●能阿弥 のうあみ
アジア 日本 AD1397 室町時代
1397〜1471(応永4〜文明3)室町時代の画家。姓は中尾,法名は真能,号は鴎斎,または春鴎斎。将軍家の雑用をつとめる同朋衆として足利義政に仕え,中国から渡ってきた書画骨董の鑑定や蒐集を行い東山文化形成の上で重要な役割を果たした。この時代に能阿弥が鑑定し,将軍家に収めた書画骨董は『東山御物』として貴重なものである。画家としては周文について水墨画を学んだと伝えられている。
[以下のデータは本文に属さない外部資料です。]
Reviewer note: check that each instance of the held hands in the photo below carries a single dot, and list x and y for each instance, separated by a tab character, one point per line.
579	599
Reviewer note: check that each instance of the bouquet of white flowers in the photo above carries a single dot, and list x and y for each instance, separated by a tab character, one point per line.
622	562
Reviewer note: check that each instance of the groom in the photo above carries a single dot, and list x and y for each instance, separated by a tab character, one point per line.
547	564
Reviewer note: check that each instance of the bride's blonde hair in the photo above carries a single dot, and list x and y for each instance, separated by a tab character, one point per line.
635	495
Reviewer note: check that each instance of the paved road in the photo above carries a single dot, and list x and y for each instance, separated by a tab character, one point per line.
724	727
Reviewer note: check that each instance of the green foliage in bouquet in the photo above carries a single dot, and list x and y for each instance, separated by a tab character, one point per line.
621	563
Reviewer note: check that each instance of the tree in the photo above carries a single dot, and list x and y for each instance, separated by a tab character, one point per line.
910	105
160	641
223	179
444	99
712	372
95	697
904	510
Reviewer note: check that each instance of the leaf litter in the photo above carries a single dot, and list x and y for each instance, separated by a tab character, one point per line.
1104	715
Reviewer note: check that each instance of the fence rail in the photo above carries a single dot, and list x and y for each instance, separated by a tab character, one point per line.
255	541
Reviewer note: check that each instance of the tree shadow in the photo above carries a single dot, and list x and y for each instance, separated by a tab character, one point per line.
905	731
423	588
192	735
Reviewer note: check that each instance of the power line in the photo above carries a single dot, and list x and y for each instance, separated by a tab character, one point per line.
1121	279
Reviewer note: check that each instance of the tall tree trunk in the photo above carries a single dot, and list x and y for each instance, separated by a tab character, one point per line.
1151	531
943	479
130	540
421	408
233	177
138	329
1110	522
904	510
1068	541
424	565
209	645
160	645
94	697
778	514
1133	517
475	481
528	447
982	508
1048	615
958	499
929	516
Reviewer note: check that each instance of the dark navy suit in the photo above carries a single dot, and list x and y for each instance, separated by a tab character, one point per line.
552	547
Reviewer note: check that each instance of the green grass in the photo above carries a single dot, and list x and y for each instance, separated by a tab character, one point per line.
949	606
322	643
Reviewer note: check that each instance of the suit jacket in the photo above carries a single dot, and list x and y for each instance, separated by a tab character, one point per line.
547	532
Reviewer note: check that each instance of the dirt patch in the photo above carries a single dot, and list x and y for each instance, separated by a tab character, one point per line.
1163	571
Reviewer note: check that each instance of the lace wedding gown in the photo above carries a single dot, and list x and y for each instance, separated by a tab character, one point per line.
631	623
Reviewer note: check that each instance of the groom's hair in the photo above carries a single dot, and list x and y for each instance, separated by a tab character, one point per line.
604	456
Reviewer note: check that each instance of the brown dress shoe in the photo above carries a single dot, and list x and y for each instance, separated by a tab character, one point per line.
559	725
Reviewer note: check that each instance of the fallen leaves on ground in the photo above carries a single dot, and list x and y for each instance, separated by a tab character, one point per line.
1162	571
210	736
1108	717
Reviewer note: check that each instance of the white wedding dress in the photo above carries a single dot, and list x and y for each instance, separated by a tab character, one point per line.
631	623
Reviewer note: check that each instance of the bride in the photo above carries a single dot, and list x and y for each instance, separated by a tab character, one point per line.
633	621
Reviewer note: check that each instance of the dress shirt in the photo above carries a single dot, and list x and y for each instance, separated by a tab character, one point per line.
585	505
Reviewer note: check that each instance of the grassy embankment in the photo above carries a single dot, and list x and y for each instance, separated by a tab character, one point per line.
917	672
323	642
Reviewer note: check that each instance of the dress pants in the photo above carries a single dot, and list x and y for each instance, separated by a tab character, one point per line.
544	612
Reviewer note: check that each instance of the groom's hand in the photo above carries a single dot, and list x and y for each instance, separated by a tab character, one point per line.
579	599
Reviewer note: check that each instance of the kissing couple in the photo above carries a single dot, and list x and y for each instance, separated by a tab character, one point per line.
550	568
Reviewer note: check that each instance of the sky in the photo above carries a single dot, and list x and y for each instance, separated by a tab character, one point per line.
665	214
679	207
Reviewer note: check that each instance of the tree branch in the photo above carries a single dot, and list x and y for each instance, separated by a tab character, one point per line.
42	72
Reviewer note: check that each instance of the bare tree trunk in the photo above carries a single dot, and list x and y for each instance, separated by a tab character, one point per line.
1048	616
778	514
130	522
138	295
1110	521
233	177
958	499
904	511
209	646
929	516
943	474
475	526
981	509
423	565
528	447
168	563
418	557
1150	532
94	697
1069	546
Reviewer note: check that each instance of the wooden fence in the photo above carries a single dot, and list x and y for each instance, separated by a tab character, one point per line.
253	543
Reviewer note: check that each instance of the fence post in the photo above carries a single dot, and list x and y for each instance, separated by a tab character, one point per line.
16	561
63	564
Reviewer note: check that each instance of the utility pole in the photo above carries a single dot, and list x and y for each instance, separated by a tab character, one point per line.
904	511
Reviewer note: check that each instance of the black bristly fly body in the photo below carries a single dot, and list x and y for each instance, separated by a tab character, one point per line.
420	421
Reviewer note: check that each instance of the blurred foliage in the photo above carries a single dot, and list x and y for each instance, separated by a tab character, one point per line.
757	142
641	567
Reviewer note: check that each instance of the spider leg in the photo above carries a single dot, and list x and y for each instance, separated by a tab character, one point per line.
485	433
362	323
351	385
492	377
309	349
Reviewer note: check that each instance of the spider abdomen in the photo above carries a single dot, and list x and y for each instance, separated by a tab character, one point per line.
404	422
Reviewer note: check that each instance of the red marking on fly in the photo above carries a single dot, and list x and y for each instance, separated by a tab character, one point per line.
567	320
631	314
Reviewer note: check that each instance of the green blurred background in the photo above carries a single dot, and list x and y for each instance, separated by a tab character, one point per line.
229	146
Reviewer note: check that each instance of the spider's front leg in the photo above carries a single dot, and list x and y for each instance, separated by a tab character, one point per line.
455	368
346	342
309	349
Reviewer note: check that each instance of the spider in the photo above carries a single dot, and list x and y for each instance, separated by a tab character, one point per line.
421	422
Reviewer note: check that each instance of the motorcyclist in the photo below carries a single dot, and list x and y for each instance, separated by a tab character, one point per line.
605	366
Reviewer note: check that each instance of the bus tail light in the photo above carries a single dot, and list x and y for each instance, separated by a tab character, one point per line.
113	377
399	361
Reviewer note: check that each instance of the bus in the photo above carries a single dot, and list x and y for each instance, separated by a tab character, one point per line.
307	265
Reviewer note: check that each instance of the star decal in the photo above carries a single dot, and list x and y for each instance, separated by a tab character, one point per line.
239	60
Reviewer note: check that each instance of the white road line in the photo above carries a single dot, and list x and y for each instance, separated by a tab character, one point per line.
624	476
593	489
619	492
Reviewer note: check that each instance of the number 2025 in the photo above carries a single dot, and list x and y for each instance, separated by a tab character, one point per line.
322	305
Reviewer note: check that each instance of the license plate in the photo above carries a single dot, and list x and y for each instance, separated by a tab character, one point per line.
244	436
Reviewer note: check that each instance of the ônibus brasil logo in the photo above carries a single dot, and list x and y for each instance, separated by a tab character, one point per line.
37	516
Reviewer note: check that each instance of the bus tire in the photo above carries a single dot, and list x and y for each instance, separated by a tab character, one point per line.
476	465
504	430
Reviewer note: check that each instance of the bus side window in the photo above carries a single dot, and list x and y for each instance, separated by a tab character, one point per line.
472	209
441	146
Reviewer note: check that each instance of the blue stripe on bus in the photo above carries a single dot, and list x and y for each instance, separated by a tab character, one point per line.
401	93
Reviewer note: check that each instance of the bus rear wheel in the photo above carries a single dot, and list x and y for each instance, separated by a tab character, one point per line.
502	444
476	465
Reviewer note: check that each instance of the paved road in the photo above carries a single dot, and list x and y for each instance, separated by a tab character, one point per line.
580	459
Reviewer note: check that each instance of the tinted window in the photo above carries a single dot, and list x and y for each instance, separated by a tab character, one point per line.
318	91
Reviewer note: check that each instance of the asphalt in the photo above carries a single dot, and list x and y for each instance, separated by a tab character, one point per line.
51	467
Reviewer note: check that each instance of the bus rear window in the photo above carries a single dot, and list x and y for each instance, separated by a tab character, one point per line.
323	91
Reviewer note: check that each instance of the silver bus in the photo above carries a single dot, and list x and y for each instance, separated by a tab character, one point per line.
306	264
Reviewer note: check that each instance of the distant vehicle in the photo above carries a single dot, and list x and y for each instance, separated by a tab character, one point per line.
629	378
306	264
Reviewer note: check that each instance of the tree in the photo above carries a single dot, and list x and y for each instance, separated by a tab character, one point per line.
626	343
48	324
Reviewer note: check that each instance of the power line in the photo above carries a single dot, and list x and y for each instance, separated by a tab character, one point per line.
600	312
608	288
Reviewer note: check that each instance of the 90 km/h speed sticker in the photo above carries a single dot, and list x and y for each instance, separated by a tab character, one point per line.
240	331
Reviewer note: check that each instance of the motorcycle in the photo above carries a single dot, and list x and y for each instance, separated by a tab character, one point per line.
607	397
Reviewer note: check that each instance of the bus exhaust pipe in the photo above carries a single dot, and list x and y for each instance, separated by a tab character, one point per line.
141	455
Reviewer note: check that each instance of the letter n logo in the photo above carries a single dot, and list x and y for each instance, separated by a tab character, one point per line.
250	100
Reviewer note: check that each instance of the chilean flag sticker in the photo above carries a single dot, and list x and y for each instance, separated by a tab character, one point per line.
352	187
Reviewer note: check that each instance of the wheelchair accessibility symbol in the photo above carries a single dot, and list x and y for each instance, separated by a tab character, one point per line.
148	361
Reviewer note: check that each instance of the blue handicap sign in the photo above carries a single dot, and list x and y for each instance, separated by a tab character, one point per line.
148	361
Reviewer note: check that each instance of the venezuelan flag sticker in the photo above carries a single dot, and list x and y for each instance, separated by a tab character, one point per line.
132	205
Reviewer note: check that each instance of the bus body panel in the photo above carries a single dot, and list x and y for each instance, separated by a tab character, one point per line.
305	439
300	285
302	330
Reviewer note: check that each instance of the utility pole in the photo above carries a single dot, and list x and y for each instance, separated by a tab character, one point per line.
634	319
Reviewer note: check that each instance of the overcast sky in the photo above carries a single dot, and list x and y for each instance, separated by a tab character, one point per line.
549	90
そして息子の芸阿弥(名は真芸,1431〜85)・孫の相阿弥(名は真相,1472〜1525)の三代にわたり“阿弥派”という流派を形成した。能阿弥の画風はやわらかく繊細だが,力強さには欠けている。代表作は『白衣観音像』である。また和歌にも優れ,連歌もたしなみ,宗祇が編さんした『新撰菟玖波集』にも取り上げられている。さらに,茶道にも通じ,足利義政に茶の宗匠として珠光を推したりもした。彼が鑑定し集めた作品について著した『君台観相帳記』は相阿弥がまとめた。